Além da observação direta, Maria Capelo trabalha com registos fotográficos. Há na fotografia um duplo movimento, contraditório e aparentemente inconciliável: a fotografia fixa e ao mesmo tempo abre um horizonte percetivo. Para a artista, as fotografias são uma espécie de prova de realidade, no sentido imanente e documental do termo. Mas as fotografias – e aqui temos a medida desta assimetria, propriamente constitutiva da ontologia da imagem fotográfica – podem ser também materiais que nos captam, que devolvem, o mistério, enigmática imanência das coisas na natureza, isto é, a dimensão invisível, o sopro da paisagem.
Hoje, a investigação visual de Maria Capelo afigura-se-nos, mais do que nunca, como uma evidência e uma urgência. Hoje, que vivemos com a consciência cada vez mais obsessiva da nossa precariedade – não terá sido essa consciência de nós mesmos enquanto seres finitos que alimentou e trouxe até hoje a prática da pintura quando, segundo todas as predições, deveria ter já perecido? –, o labor lento e convicto da artista, sempre em diálogo com outros criadores (pintores, escritores, cineastas), na boa tradição humanista, evidencia não só o enigma, como a beleza e a tensa fragilidade da nossa existência, num tempo em que mais e mais nos questionamos sobre nós próprios e sobre como chegámos a este ponto.

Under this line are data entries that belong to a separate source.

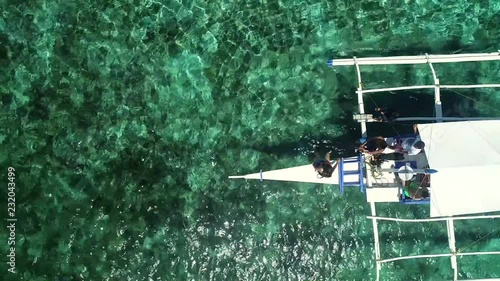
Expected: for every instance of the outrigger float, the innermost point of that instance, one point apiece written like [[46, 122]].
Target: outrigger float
[[454, 146]]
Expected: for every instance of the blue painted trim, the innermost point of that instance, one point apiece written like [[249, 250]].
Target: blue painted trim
[[425, 201], [341, 175], [361, 178]]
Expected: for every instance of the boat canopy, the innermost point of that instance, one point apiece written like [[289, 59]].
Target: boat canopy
[[467, 157]]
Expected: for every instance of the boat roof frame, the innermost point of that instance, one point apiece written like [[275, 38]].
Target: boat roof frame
[[422, 59]]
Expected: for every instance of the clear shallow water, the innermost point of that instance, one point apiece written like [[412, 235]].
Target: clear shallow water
[[124, 119]]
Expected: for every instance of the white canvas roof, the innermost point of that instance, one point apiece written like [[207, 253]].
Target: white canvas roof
[[467, 157]]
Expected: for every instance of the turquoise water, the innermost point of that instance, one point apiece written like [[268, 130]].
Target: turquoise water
[[123, 120]]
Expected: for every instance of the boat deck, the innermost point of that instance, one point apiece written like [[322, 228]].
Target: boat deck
[[385, 180]]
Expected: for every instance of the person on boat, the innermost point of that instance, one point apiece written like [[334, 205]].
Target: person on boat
[[386, 114], [410, 146], [375, 145], [324, 167]]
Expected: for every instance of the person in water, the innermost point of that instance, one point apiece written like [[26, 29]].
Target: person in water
[[386, 114], [324, 167]]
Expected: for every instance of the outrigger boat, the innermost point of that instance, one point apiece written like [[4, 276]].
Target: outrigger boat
[[454, 146]]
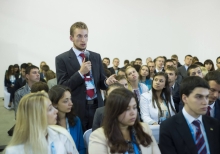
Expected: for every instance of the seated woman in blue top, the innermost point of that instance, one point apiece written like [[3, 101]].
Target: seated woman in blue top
[[144, 76], [61, 99]]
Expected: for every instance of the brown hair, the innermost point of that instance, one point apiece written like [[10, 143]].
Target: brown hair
[[116, 104], [80, 25]]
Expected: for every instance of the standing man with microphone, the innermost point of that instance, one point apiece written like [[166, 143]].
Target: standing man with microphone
[[82, 71]]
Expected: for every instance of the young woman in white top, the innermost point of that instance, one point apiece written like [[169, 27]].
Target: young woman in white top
[[133, 80], [157, 105], [32, 133]]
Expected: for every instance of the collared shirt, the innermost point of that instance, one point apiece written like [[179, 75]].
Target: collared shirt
[[79, 58], [212, 110], [192, 127]]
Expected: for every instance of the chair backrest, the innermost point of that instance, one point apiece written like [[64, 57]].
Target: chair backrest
[[86, 137], [155, 131]]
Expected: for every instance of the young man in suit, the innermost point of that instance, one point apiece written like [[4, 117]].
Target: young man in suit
[[191, 131], [213, 78], [115, 68], [174, 85], [183, 69], [82, 71]]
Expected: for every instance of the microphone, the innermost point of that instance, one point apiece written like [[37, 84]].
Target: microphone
[[86, 53]]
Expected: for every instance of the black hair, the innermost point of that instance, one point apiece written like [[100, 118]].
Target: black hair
[[189, 83]]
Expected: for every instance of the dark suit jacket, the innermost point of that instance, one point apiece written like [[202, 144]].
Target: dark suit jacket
[[67, 67], [176, 95], [111, 69], [176, 138], [182, 71], [98, 117]]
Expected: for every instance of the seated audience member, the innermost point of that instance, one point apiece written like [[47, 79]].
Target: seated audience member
[[41, 71], [37, 132], [204, 71], [20, 82], [39, 86], [157, 104], [190, 131], [159, 63], [171, 71], [168, 63], [209, 65], [32, 75], [194, 70], [137, 67], [51, 78], [122, 132], [122, 80], [106, 61], [134, 85], [194, 60], [16, 70], [151, 66], [144, 76], [99, 113], [182, 70], [121, 72], [10, 80], [177, 60], [115, 68], [138, 61], [148, 59], [218, 63], [213, 79], [60, 97], [45, 68]]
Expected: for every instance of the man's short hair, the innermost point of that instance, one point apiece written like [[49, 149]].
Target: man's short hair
[[29, 68], [217, 59], [189, 83], [39, 86], [126, 61], [174, 56], [213, 75], [106, 59], [193, 66], [188, 56], [172, 68], [24, 65], [80, 25]]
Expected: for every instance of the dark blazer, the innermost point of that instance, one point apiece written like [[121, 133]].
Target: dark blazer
[[176, 138], [176, 95], [111, 69], [182, 71], [67, 67], [98, 117]]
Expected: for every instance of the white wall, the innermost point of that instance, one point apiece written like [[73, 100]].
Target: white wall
[[35, 31]]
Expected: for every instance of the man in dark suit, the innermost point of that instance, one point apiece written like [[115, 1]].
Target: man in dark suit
[[183, 69], [82, 71], [213, 78], [174, 85], [191, 131], [115, 68]]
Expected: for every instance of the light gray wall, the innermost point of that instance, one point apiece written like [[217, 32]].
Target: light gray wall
[[35, 31]]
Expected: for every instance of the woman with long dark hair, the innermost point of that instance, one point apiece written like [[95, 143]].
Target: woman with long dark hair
[[60, 97], [157, 104], [122, 132]]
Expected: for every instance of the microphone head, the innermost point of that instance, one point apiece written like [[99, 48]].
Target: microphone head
[[86, 53]]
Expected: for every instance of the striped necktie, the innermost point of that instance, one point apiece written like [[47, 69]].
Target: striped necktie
[[200, 141]]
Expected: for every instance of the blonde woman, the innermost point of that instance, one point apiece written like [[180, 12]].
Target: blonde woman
[[32, 133]]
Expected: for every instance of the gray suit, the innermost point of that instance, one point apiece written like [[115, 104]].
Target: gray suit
[[182, 71]]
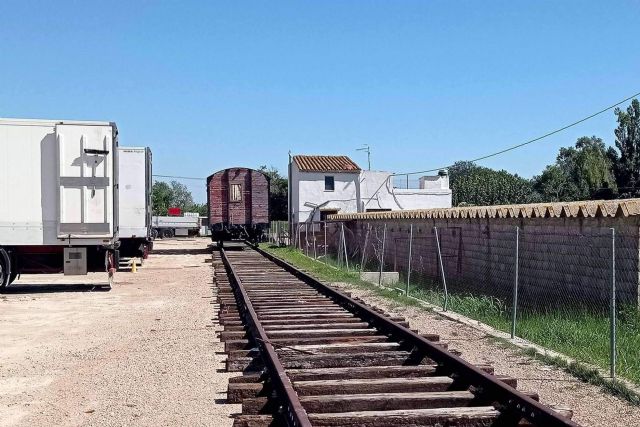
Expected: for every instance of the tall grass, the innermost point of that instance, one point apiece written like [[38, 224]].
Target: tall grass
[[577, 333]]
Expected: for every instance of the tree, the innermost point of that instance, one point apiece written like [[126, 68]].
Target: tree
[[627, 162], [582, 172], [175, 194], [278, 193], [477, 185]]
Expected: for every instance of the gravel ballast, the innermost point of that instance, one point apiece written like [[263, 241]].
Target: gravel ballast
[[591, 406]]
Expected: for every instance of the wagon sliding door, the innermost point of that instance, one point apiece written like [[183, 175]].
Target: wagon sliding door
[[85, 161]]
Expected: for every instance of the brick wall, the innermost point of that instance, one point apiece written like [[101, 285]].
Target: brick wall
[[561, 260]]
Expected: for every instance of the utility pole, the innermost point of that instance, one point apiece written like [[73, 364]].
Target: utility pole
[[368, 150]]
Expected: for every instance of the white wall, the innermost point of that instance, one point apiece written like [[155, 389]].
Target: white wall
[[358, 192], [378, 193], [309, 187]]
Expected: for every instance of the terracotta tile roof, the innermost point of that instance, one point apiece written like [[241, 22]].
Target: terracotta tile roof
[[326, 164], [585, 209]]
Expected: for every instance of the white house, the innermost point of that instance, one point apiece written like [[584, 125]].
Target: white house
[[325, 185]]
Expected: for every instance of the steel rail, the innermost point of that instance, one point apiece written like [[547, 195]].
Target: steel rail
[[512, 404], [295, 414]]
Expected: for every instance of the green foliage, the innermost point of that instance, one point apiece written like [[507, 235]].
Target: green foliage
[[278, 197], [174, 194], [627, 163], [477, 185], [580, 173]]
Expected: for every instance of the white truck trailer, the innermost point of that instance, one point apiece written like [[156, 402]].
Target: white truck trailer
[[58, 197], [135, 181], [171, 226]]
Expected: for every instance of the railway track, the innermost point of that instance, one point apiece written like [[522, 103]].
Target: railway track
[[311, 355]]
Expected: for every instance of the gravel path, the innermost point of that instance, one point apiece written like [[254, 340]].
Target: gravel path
[[144, 353], [591, 406]]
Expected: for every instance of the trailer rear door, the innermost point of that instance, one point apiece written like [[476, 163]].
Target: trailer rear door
[[86, 168]]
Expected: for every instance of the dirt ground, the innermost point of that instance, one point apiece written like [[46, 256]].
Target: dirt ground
[[591, 406], [143, 353]]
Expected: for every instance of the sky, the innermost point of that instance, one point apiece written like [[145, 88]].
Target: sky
[[210, 85]]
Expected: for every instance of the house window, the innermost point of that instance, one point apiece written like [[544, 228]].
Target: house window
[[235, 193], [329, 183]]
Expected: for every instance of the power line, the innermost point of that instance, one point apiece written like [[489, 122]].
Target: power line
[[531, 141], [179, 177]]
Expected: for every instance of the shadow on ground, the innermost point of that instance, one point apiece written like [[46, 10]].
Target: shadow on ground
[[196, 251], [57, 288]]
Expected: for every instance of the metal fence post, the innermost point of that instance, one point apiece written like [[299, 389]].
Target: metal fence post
[[384, 238], [514, 310], [315, 250], [364, 248], [613, 303], [406, 289], [306, 238], [325, 242], [444, 280], [344, 246]]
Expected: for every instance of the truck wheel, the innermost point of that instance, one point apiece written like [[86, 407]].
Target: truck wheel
[[5, 269]]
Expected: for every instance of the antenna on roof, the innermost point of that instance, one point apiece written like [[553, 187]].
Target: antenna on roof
[[368, 150]]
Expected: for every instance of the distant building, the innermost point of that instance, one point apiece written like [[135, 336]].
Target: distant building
[[325, 185]]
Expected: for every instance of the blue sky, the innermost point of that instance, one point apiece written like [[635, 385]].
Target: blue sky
[[209, 85]]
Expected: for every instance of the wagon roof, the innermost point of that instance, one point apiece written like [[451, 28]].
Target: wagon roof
[[326, 164]]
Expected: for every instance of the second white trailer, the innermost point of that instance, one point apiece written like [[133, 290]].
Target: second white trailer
[[135, 172]]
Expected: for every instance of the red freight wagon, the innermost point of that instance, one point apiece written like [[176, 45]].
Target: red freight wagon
[[238, 201]]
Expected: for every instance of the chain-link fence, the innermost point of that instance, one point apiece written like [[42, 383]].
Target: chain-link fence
[[278, 233], [574, 290]]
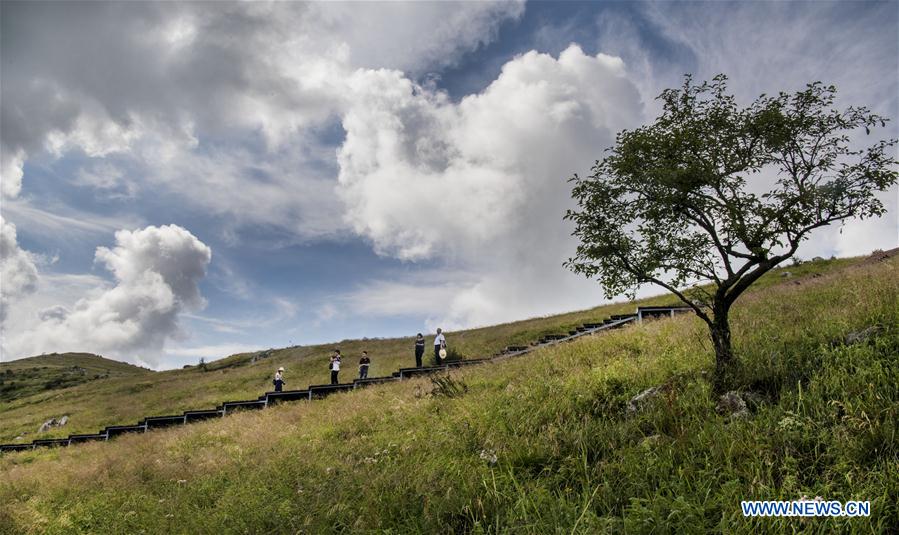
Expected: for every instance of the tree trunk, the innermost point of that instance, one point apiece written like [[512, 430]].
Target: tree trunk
[[724, 357]]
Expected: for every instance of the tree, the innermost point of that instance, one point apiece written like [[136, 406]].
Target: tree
[[714, 195]]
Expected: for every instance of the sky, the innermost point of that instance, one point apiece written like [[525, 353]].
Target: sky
[[191, 180]]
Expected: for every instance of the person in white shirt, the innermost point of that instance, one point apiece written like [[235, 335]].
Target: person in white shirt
[[279, 380], [335, 366], [439, 343]]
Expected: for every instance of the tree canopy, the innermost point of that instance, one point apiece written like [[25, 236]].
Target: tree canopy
[[712, 192]]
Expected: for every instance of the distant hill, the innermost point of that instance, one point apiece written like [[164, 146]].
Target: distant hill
[[33, 375], [613, 433]]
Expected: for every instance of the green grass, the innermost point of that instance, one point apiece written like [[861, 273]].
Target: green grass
[[417, 456], [126, 399], [35, 375]]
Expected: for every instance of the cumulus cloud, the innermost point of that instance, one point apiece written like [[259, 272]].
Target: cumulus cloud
[[481, 184], [156, 270], [18, 272], [220, 103]]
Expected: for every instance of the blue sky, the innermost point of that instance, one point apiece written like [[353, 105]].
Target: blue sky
[[260, 175]]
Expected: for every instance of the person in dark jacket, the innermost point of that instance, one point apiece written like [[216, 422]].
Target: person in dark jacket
[[419, 349], [279, 380], [334, 366], [363, 365]]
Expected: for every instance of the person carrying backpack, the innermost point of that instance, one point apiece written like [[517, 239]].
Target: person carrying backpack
[[334, 366], [279, 379], [363, 365], [439, 345], [419, 349]]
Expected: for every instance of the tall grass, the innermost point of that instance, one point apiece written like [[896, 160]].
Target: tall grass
[[540, 444]]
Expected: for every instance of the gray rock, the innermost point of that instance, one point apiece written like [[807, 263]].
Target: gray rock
[[732, 404], [862, 336], [651, 441], [637, 403]]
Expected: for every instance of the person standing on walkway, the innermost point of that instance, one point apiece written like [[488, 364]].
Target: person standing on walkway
[[279, 379], [419, 349], [363, 365], [439, 344], [335, 366]]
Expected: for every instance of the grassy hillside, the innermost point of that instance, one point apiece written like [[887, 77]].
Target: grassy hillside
[[34, 375], [538, 444], [125, 400]]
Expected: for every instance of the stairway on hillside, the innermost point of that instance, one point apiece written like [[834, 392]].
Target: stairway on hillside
[[321, 391]]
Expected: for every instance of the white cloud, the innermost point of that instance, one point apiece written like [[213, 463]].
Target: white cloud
[[481, 185], [18, 273], [162, 77], [108, 179], [157, 271]]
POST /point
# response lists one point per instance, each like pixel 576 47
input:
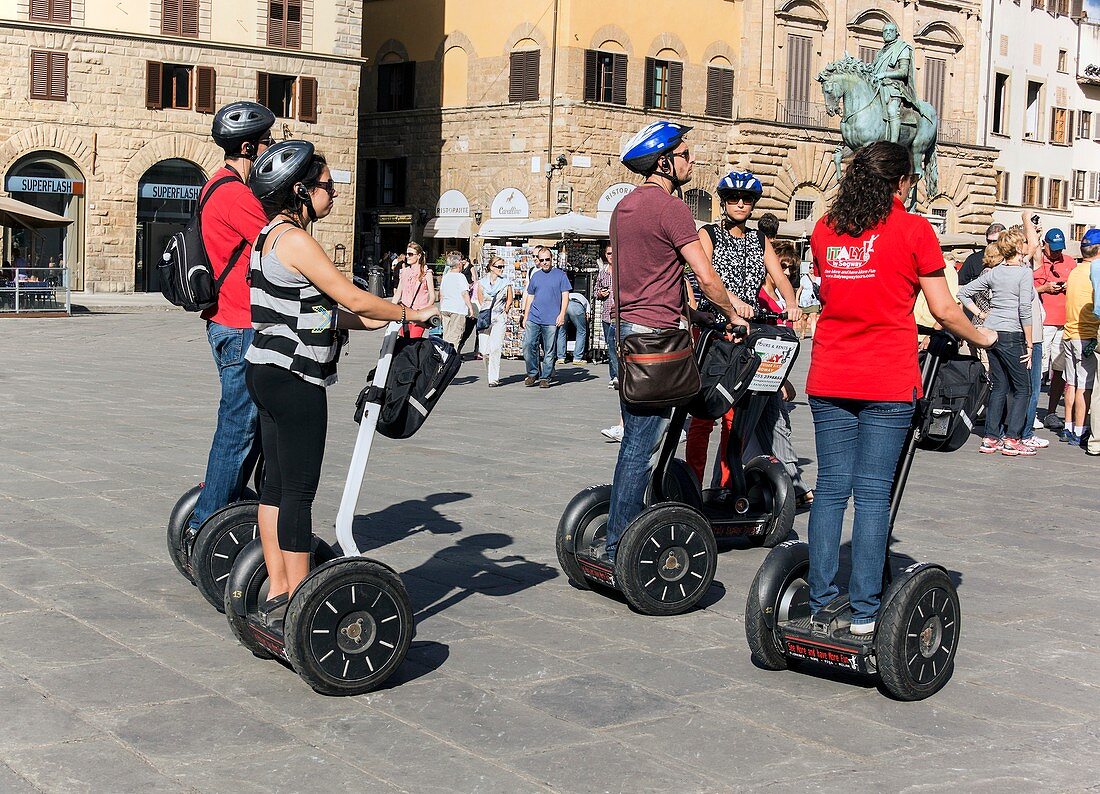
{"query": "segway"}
pixel 913 648
pixel 206 555
pixel 349 624
pixel 668 555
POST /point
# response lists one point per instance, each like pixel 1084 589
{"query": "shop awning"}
pixel 569 224
pixel 14 212
pixel 443 228
pixel 499 228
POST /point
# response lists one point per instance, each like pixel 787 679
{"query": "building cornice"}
pixel 177 41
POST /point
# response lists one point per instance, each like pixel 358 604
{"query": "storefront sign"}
pixel 613 196
pixel 452 203
pixel 509 203
pixel 44 184
pixel 184 193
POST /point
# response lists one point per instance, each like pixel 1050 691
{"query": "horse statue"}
pixel 853 91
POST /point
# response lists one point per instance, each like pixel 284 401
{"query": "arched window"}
pixel 455 78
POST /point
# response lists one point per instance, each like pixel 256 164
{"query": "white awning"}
pixel 446 228
pixel 499 228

As pinturas de Maria Capelo agem sobre nós de várias formas, desde logo pela sua escala humana, que convoca uma relação física, corpo-ecrã, com a imagem, ou melhor, com o lugar que a imagem funda, mas também pela complexa relação espacialidade-temporalidade que criam e que se vai insinuando no movimento-tempo, desejavelmente longo, de aproximação do espectador à tela.
A propósito das pinturas presentes na exposição, a artista refere que «as árvores são o princípio de tudo e é à volta delas que surge o espaço na tela. “A palavra paisagem pode substituir-se pela palavra espaço” [ainda Orlando Ribeiro]. Começo por um elemento, depois há um outro que se lhe junta e começam as relações de força entre eles. Quando o espaço já existe, este pode até destruí-las – às árvores – apagá-las ou alterá-las pela mudança de escala, da luz ou com a cor, mas sem elas ele não existiria. Não há um projeto delineado à partida, nem sequer um esboço na tela. Com o vocabulário que vou reunindo (árvores, arbustos, caminhos) vou compondo tudo, pouco a pouco, num trabalho lento e paciente».
Como diz Maria Capelo: «Não se deve perder o pé do mundo à nossa volta, senão vai-se o mistério».
Como diz Kafka: «Na luta entre ti e o mundo, apoia o mundo.»
Nuno Faria
* Texto publicado no catálogo da exposição Tudo o que eu quero – Artistas portuguesas de 1900 a 2020.